While Carter later insisted his remarks had been taken out of context, the number of Cubans arriving on Florida's shores surged - including ''hundreds of men with glazed eyes, shaved heads and what appeared to be prison or hospital garb.'' Indeed, a majority of the immigrants were young men, many of whom had done jail time. That's not to say they were all hardened criminals. As Ojito points out, some had been put away for minor infractions like stealing a bicycle. Still, the enterprise was indelibly tainted in the eyes of the public. Carter announced that Mariel could proceed only if the Cubans were vetted before arriving in the United States. Castro refused to negotiate, and the boatlift was effectively shut down.

''Seventeen years, eight months and 10 days'' after she left Havana, Ojito, who'd been sent to Cuba to cover Pope John Paul II's 1998 visit, went to her old home, and decided to find and thank the captain of the Mañana, the boat that had ferried her to the United States. ''That quest became the impetus that led to these pages,'' she writes, ''the story of my journey -- from red-beret wearing Communist pioneer to a soaking wet, filthy refugee stepping onto the docks of Key West, too young and bewildered to fully comprehend the events that had swept me ashore and given me new life.

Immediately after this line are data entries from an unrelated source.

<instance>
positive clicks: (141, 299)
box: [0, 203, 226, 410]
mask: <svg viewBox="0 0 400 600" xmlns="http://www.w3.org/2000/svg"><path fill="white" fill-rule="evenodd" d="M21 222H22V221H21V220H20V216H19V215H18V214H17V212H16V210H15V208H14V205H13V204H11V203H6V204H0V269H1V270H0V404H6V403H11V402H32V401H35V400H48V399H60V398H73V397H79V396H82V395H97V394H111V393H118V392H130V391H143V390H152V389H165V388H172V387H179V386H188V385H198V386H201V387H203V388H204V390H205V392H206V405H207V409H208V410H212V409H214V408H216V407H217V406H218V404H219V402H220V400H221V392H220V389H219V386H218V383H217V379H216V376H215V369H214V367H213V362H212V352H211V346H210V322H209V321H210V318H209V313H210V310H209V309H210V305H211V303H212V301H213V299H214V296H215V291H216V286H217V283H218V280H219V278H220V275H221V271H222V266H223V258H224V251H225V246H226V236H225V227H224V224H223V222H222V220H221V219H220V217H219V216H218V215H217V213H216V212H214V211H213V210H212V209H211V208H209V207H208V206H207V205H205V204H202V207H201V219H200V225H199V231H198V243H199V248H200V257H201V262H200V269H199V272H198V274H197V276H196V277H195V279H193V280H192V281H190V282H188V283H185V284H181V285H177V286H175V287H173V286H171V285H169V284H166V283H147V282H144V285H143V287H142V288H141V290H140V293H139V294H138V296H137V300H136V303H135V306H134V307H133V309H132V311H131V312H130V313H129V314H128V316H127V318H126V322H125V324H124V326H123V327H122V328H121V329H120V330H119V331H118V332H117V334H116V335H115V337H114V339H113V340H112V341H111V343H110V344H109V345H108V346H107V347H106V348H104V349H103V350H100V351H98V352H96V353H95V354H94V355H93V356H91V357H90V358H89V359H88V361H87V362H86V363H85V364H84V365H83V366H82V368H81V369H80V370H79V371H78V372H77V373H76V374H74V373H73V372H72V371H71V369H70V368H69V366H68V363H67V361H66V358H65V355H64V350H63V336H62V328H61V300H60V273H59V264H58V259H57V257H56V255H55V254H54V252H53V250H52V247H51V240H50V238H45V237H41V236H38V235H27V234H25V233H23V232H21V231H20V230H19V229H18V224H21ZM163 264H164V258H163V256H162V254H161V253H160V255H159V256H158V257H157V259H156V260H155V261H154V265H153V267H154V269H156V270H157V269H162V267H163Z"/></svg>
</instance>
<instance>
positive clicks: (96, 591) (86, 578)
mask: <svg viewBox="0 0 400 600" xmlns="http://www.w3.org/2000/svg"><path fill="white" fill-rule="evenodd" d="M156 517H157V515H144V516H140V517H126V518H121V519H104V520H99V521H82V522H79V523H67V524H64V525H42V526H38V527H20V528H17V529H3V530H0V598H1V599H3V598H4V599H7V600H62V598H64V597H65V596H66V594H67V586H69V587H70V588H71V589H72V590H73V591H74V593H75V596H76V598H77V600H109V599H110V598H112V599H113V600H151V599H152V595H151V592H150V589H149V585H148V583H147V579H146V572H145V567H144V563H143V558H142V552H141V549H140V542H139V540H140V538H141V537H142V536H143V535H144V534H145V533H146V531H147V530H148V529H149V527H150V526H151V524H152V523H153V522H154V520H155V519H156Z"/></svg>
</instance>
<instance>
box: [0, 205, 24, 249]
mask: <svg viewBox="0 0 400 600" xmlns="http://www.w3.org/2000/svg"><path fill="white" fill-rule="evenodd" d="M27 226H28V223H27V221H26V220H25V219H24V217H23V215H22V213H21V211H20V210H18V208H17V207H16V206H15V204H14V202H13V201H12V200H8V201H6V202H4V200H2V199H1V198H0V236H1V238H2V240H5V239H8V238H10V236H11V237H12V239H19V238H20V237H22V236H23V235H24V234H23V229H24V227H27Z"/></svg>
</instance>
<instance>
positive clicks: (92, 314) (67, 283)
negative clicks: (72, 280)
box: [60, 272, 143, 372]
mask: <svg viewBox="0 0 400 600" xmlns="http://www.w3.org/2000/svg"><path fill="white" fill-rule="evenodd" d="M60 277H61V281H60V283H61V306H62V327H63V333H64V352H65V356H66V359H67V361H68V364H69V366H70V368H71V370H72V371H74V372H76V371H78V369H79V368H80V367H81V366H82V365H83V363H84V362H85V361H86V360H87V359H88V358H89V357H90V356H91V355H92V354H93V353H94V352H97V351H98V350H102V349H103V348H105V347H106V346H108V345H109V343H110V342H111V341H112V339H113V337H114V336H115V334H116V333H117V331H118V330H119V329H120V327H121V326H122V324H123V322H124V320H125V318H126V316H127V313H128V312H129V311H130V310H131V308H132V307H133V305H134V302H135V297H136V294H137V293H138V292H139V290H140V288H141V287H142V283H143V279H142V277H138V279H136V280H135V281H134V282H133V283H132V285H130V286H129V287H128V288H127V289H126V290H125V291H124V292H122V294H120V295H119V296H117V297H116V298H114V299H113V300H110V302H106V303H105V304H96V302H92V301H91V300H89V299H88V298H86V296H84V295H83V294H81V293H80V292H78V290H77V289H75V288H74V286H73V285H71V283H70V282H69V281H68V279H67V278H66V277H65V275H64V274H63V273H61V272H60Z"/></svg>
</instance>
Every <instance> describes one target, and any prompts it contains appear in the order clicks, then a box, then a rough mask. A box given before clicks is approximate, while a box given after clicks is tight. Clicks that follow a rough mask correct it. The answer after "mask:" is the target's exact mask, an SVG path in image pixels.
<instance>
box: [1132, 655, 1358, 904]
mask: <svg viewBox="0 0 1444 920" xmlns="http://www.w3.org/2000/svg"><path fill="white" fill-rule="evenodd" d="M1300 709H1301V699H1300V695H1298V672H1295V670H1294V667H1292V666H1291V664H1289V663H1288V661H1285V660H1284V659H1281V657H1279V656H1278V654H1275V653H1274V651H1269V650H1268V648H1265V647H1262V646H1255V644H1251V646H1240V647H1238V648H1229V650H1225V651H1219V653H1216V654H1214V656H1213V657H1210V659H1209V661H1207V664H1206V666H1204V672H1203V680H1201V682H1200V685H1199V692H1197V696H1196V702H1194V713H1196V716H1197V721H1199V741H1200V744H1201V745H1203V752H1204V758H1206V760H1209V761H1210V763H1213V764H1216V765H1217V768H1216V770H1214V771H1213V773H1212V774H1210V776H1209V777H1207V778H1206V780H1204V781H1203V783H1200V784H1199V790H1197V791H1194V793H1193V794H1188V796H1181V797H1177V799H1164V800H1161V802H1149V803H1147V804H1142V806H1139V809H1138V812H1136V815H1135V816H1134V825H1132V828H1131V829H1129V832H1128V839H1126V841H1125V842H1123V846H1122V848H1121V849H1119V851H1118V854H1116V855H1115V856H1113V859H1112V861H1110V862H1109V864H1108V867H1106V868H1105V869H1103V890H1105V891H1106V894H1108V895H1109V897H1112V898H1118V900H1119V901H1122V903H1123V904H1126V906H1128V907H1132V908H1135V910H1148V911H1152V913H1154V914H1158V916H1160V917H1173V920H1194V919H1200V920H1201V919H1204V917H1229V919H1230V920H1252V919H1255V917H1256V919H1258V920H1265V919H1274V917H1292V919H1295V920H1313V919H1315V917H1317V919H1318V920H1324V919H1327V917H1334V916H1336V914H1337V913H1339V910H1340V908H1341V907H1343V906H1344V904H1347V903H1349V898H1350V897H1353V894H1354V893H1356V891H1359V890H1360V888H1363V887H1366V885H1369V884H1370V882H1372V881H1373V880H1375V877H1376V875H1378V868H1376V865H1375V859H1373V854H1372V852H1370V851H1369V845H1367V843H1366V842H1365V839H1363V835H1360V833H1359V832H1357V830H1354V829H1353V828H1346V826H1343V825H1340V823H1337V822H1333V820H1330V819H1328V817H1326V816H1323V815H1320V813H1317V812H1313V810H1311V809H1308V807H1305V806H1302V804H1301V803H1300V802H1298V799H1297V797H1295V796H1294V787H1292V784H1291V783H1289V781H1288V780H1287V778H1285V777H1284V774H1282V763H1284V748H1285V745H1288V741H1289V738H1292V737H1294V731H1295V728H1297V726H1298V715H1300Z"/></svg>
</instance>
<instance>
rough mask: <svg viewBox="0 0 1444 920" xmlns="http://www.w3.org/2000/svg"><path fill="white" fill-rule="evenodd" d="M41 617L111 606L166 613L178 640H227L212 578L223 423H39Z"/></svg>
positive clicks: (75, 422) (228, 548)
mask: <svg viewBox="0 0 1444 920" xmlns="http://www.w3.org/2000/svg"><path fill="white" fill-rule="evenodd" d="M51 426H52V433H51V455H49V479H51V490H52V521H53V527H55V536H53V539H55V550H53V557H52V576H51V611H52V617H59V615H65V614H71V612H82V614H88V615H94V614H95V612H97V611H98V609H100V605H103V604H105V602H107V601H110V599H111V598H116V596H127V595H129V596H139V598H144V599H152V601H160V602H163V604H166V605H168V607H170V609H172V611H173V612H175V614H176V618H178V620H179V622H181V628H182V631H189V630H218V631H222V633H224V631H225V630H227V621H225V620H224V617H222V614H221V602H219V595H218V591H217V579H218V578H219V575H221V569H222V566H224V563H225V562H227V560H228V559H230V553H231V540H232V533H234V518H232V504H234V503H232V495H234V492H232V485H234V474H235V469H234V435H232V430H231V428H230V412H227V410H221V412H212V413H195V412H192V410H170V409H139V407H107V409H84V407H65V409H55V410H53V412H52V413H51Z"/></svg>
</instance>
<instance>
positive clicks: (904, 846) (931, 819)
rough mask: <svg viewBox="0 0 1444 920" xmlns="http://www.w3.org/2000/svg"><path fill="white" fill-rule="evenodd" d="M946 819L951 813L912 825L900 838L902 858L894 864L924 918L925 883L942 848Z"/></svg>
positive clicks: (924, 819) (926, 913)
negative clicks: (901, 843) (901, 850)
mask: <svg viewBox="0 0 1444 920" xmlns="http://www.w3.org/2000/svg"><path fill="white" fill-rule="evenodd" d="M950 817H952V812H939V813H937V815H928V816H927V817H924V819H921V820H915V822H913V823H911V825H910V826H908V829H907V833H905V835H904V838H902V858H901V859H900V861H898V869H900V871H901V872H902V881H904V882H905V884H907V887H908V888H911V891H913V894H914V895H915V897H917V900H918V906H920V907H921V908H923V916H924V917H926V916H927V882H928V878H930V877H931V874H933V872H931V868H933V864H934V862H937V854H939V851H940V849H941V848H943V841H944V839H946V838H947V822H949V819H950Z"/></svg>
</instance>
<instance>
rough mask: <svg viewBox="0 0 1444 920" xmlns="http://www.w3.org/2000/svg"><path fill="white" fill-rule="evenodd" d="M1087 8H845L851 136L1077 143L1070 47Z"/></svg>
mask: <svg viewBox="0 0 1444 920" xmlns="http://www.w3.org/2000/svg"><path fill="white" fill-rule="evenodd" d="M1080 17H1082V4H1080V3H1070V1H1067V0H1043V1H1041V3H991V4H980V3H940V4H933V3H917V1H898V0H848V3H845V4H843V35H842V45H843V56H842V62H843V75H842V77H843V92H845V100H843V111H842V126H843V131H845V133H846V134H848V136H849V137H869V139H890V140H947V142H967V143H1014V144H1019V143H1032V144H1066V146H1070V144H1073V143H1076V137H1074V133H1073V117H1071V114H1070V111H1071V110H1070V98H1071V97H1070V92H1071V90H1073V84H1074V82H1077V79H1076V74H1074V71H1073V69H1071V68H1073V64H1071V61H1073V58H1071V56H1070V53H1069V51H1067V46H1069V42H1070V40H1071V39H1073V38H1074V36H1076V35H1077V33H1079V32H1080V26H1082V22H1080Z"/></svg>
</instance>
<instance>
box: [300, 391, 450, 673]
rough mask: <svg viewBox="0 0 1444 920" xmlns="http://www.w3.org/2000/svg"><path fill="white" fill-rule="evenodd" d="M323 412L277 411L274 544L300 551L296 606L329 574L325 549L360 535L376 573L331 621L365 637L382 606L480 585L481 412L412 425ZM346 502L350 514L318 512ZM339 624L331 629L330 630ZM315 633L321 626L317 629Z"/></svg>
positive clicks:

'' The book's title is a play on words: Ojito may literally have been finding the Tomorrow, but in the process she was coming to terms with the past. And in his own way, back in 1980, so was Mike Howell, the man who piloted Ojito to the United States. A one-armed Vietnam veteran, he ''had always felt he lived in a hurry, as if someone had pushed the fast-forward button of his life story and walked away, leaving him to the mercy of the rushed, blurred images.'' Collecting the Ojitos and fellow Cuban refugees became a redemptive passage.

The most affecting sections of Ojito's narrative concern her immediate family. Her parents had always longed to relocate to the United States. ''After a while wanting to leave became a way of life,'' she recalls. ''My sister and I rarely got to wear our nicest outfits, because my mother saved them, pressed and covered in plastic,'' for the trip north. If the boatlift had been halted early on, it would have been ruinous for the Ojitos. Crazed crowds were attacking compadres who had publicly declared they wanted to leave. Mirta and her sister would have been barred from school; her father would have lost his state-assigned job as a truck driver.

Once in the United States, the Ojitos soon blended in. Her father works as a chauffeur; her mother recently retired as a factory worker. They are representative of the 97 percent of Marielitos who are taxpaying, law-abiding United States residents. Perhaps one sign of how fully they have integrated is their mixed view on immigration. About half say they wouldn't support another Cuban boatlift. The stigma surrounding Mariel may have dissipated. But even those who benefited enormously from coming to the United States are not eager to provide the opportunity to their former countrymen.